Drones in Corporate Espionage
Although the use of drones for recreational, and creative use is positive recent statistics released by Kaspersky indicates the prominence of the use of drone technology for surveillance purposes and that South African employees are concerned about being surveyed. According to the results of a recent survey Business Digitisation conducted in the Middle East, Turkey, and Africa region, 44% of employees are afraid of drone spying.
“Our research showed that most business representatives understand the dangers of cyberespionage. Getting information on the tactics, techniques and procedures used by cyber spies helps organisations adapt their defenses and develop countermeasures to thwart these tactics effectively,” comments Andrew Voges, General Manager for Africa, Kaspersky.
Hacking Sensitive Data
The results also indicate that corporate spies and hackers use drones to get trade secrets, confidential information, and other sensitive data from corporations and data centers.
A drone can carry a device for hacking into corporate networks – for instance, a smartphone, a compact computer, or a signal interceptor, and hackers use these devices to access corporate data and disrupt communications. All wireless communication (Wi-Fi, Bluetooth, RFID, etc.) is vulnerable to drone attacks.
Drones take cyberespionage to a whole new level, allowing for perpetrators to access data channels that a traditional off-site hacker could not obtain.

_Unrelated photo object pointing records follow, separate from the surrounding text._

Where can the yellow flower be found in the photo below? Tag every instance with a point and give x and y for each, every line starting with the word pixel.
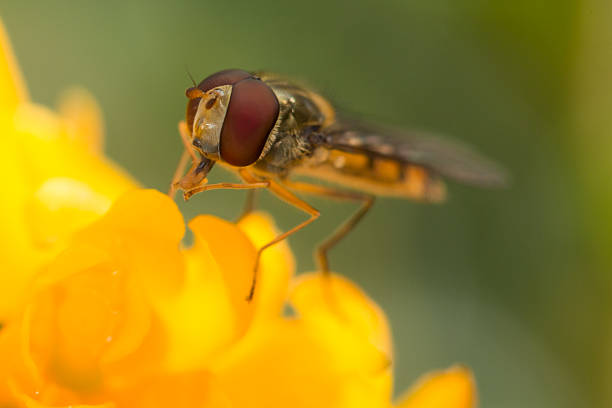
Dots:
pixel 102 307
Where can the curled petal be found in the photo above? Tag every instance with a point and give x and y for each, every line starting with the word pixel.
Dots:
pixel 210 311
pixel 339 308
pixel 276 265
pixel 83 119
pixel 452 388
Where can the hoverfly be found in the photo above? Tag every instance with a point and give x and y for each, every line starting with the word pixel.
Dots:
pixel 267 128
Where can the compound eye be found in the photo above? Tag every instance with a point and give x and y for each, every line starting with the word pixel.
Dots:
pixel 250 117
pixel 226 77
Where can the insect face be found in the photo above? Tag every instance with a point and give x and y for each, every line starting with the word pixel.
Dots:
pixel 231 121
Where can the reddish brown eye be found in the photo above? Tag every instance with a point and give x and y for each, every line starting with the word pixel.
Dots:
pixel 226 77
pixel 252 112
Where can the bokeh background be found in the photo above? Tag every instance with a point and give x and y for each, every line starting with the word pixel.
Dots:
pixel 514 283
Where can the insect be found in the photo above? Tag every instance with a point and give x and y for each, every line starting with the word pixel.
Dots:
pixel 267 129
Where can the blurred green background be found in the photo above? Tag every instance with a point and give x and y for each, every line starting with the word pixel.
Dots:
pixel 514 283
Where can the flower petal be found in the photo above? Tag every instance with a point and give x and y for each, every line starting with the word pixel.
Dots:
pixel 452 388
pixel 337 307
pixel 83 119
pixel 60 207
pixel 276 265
pixel 211 310
pixel 287 365
pixel 12 86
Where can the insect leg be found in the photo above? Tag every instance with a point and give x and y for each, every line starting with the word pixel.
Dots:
pixel 188 152
pixel 281 192
pixel 346 227
pixel 249 204
pixel 230 186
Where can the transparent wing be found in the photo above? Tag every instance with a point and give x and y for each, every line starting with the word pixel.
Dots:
pixel 440 155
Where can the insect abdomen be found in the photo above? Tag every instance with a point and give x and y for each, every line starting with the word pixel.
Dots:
pixel 375 175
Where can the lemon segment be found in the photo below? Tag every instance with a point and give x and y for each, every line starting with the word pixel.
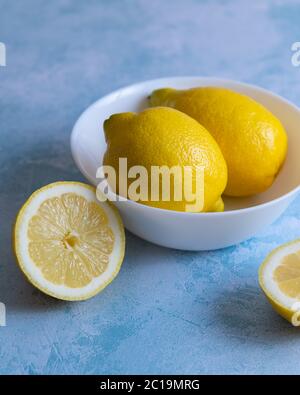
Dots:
pixel 68 244
pixel 279 278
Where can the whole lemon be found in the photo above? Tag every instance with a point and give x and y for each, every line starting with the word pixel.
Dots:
pixel 166 137
pixel 252 140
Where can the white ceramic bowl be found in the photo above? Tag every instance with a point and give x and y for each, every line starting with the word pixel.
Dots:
pixel 241 219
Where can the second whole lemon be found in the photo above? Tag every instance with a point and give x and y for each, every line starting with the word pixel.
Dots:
pixel 252 140
pixel 166 137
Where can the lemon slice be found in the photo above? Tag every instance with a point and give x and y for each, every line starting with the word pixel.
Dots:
pixel 279 278
pixel 67 243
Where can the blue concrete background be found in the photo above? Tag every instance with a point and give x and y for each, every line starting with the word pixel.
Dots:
pixel 168 311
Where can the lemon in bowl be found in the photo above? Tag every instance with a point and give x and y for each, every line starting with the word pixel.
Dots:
pixel 252 140
pixel 164 138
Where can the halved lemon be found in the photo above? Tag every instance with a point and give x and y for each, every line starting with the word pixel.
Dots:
pixel 279 278
pixel 67 243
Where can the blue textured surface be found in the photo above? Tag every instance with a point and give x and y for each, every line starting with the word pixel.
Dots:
pixel 168 311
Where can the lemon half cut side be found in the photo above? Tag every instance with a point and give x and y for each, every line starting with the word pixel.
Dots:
pixel 279 278
pixel 67 243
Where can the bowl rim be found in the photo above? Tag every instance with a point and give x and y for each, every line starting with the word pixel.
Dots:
pixel 117 199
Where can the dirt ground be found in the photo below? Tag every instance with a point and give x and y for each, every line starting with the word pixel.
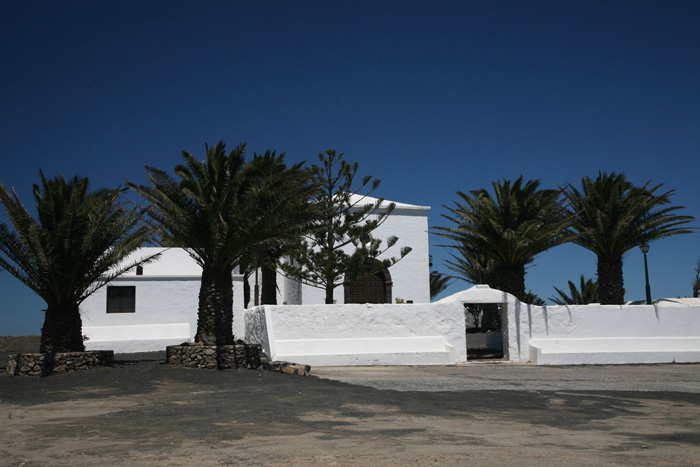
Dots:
pixel 143 412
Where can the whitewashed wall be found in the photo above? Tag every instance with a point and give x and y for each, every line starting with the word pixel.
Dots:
pixel 368 334
pixel 167 297
pixel 410 276
pixel 666 331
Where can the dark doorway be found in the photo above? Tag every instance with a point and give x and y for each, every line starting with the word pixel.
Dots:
pixel 373 288
pixel 484 331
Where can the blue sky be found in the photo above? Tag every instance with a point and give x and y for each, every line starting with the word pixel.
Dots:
pixel 430 97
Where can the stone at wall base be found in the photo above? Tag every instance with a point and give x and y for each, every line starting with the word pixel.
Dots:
pixel 238 355
pixel 39 364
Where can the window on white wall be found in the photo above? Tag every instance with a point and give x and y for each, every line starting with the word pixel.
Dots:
pixel 121 299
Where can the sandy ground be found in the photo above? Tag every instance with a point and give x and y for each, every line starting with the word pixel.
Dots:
pixel 142 412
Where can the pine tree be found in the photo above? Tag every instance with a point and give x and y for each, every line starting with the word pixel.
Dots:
pixel 341 242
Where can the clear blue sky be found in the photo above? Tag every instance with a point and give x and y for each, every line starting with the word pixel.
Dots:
pixel 430 97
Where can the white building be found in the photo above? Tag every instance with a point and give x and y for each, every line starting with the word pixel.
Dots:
pixel 156 305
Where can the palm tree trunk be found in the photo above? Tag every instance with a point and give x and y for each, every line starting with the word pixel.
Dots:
pixel 511 279
pixel 246 292
pixel 215 314
pixel 62 330
pixel 268 295
pixel 611 286
pixel 329 290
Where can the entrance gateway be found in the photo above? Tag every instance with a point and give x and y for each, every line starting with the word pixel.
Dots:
pixel 374 288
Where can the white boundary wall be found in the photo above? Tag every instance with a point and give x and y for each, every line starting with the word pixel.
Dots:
pixel 667 331
pixel 338 335
pixel 421 334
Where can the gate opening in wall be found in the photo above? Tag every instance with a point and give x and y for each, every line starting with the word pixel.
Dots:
pixel 484 331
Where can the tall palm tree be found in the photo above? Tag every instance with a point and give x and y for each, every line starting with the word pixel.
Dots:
pixel 613 216
pixel 75 245
pixel 219 210
pixel 588 293
pixel 500 235
pixel 297 217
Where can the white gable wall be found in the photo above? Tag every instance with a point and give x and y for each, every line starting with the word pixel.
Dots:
pixel 410 276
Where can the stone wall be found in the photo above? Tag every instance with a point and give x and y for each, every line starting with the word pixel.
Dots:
pixel 38 364
pixel 239 355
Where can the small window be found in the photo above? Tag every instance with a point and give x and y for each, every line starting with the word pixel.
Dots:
pixel 121 299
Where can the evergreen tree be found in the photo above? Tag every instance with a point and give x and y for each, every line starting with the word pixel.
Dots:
pixel 341 242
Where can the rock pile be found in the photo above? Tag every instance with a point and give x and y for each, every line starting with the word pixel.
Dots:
pixel 238 355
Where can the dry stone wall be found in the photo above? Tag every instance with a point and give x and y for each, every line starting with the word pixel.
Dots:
pixel 238 355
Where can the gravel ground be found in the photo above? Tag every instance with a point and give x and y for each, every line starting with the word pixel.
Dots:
pixel 142 412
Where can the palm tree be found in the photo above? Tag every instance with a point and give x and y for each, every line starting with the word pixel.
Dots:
pixel 76 244
pixel 292 222
pixel 497 237
pixel 438 283
pixel 220 211
pixel 613 216
pixel 588 293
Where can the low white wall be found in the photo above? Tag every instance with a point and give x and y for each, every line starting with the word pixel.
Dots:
pixel 369 334
pixel 573 334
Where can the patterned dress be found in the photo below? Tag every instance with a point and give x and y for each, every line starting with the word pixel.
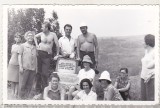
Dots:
pixel 13 66
pixel 116 94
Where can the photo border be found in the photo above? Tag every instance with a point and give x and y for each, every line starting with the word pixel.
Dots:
pixel 144 103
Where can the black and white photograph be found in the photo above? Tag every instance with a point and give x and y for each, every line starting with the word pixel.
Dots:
pixel 81 54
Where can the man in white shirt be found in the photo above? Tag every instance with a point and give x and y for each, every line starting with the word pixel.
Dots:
pixel 67 43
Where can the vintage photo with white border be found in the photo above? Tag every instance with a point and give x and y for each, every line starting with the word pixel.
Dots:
pixel 81 54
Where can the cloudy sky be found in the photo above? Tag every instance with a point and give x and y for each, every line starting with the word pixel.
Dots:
pixel 109 20
pixel 106 20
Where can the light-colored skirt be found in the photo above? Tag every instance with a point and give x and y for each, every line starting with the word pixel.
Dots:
pixel 13 73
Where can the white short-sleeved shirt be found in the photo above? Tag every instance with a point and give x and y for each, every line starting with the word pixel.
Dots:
pixel 148 58
pixel 83 96
pixel 67 46
pixel 90 74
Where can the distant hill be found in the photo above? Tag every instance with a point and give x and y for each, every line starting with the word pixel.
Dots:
pixel 118 52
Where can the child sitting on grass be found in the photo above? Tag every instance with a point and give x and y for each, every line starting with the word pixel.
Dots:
pixel 86 72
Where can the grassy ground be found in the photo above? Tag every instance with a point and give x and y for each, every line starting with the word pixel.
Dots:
pixel 118 52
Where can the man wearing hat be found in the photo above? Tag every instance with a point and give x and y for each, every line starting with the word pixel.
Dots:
pixel 86 72
pixel 87 45
pixel 110 92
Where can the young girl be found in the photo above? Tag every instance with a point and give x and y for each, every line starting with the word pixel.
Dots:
pixel 86 93
pixel 123 84
pixel 54 90
pixel 110 92
pixel 13 67
pixel 86 72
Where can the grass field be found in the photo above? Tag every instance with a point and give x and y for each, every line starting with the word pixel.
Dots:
pixel 118 52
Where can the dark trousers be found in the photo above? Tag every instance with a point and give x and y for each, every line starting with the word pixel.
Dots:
pixel 44 60
pixel 147 90
pixel 125 95
pixel 25 83
pixel 90 54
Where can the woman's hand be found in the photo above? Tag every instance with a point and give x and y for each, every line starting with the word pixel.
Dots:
pixel 21 69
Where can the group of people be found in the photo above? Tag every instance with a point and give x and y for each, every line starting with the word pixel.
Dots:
pixel 34 57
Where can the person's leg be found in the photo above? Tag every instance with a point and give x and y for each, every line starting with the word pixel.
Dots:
pixel 16 89
pixel 92 56
pixel 45 71
pixel 39 72
pixel 30 83
pixel 13 88
pixel 82 54
pixel 71 90
pixel 23 79
pixel 150 90
pixel 143 90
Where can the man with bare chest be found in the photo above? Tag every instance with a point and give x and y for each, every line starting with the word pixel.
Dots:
pixel 87 45
pixel 44 49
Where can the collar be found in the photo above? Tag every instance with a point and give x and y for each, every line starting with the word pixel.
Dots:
pixel 90 93
pixel 106 89
pixel 26 44
pixel 64 37
pixel 50 89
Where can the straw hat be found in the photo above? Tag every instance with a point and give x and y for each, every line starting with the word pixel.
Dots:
pixel 83 24
pixel 105 75
pixel 29 33
pixel 87 59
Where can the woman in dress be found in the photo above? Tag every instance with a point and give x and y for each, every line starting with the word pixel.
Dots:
pixel 110 92
pixel 86 92
pixel 148 66
pixel 123 83
pixel 13 67
pixel 86 72
pixel 45 51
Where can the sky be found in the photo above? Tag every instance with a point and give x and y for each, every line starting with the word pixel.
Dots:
pixel 108 20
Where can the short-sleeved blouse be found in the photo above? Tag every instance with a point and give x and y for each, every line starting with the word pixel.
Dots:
pixel 14 57
pixel 116 95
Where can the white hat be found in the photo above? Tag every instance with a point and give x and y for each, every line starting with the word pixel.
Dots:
pixel 83 24
pixel 105 75
pixel 87 59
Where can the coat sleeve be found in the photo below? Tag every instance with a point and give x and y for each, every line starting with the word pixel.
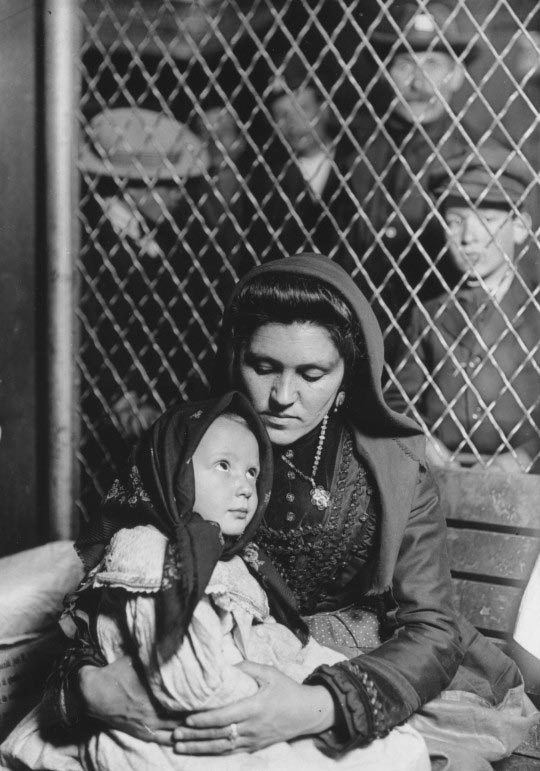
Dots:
pixel 381 689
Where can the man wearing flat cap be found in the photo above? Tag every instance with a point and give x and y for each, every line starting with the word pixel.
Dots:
pixel 423 52
pixel 471 365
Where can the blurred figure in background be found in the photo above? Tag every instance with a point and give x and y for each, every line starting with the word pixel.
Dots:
pixel 298 185
pixel 151 278
pixel 471 364
pixel 390 222
pixel 219 127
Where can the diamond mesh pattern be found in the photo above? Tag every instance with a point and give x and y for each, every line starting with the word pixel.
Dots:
pixel 150 305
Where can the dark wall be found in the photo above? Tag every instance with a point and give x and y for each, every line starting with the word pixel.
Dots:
pixel 19 526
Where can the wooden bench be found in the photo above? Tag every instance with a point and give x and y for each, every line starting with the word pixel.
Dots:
pixel 493 540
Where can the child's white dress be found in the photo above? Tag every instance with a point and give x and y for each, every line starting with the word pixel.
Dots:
pixel 230 624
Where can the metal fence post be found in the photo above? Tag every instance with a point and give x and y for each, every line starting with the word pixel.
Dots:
pixel 62 49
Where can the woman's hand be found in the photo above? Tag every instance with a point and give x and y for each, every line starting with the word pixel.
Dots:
pixel 281 709
pixel 115 696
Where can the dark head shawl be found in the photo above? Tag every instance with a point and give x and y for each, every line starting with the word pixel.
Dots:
pixel 366 406
pixel 158 489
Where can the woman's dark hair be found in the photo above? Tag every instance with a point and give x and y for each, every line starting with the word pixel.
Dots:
pixel 284 299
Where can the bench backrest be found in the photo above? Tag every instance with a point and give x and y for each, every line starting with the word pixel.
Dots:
pixel 493 539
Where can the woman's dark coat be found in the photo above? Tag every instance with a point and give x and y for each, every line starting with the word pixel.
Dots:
pixel 423 654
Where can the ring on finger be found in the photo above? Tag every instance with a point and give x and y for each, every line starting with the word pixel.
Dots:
pixel 232 733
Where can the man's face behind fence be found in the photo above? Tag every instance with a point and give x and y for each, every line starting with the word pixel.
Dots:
pixel 424 83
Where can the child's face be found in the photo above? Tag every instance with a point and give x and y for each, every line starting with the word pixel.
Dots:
pixel 226 467
pixel 481 241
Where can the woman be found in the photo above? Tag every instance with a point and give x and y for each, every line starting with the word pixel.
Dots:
pixel 355 528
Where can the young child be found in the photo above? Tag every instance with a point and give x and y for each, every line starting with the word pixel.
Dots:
pixel 174 582
pixel 471 363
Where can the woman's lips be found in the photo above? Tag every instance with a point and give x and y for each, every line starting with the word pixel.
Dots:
pixel 277 419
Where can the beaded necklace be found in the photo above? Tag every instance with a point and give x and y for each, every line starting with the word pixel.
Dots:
pixel 319 496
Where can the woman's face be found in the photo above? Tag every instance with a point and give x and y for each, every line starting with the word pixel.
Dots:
pixel 292 374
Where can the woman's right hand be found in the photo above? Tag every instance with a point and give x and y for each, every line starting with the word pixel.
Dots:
pixel 115 696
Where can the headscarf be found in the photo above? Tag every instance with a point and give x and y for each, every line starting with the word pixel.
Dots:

In the survey, most often drone spy threat concerns were mentioned by survey respondents in the spheres of IT, manufacturing, and energy.
Fear in the Workplace
Overall, 75% of employees surveyed in South Africa fear cyberespionage within their industry. The most frequent concerns about espionage are that it could lead to organisations losing money (mentioned by 35% of respondents) and intellectual property (29%), as well as harming business reputation (17%).
Threat Intelligence in Countering Cyberespionage
Threat intelligence plays a crucial role in countering cyber espionage by providing actionable insights and proactive measures: continuously monitoring corporate IT systems for signs of espionage-related activities such as reconnaissance and data exfiltration and identifying threat actors.
It provides IP addresses, malware signatures, and patterns of behavior that enable cybersecurity teams to detect and block espionage-related attacks in real-time.